Regardless of the time of the event, the precompetition meal should be a food or liquid that is appetizing, easily digested, and “goes over” well if the person is especially nervous or stressed about the upcoming event. That means each athlete is going to have to find what works for them. Generally on competition days it’s best to stay away from fat and protein. They digest slower and stay in the digestive tract longer than carbohydrate. Also, protein requires extra water to break down and competitors don’t want to be using water those purposes. Fiber is something to avoid on competition days too. Ideally, the precompetition meal should have 150-300 grams of carbohydrate. (This may vary slightly depending on the sport and length of the event).

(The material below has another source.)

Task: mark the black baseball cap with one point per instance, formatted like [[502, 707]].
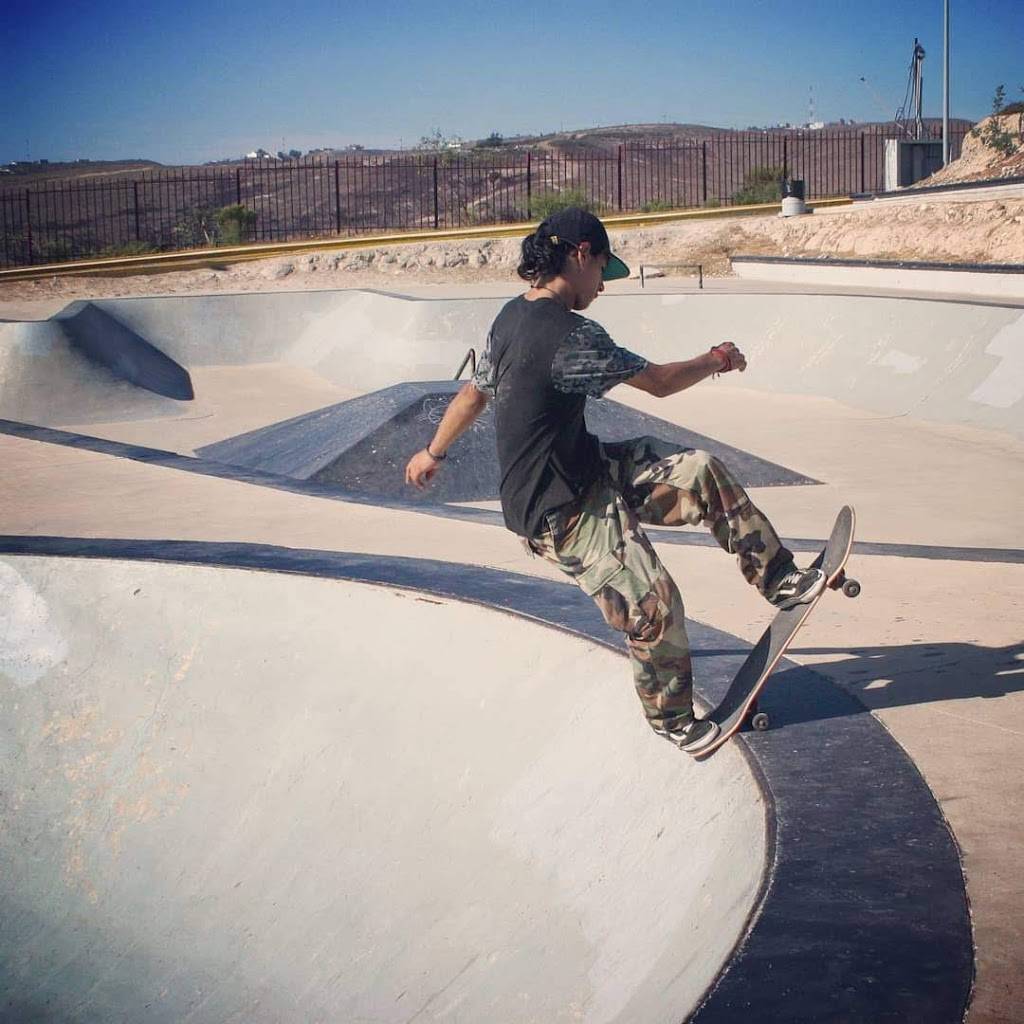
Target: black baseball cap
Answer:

It goes without saying that it’s best to experiment with meal choices and meal timing well before competitions or events. The timeframe range of 1-4 hours should be experimented with too in order to determine what is the ideal timing within the range. Some possible options to try as precompetition meals can be found on this handout developed by Team Unify.
Precompetition meals are vital to performance, but so is overall nutrition. If athletes and competitors are not eating well throughout their training plan then a precompetition meal isn’t going to make up for it. Eating properly for performance should be done all of the time, not just in the hours leading up to an event.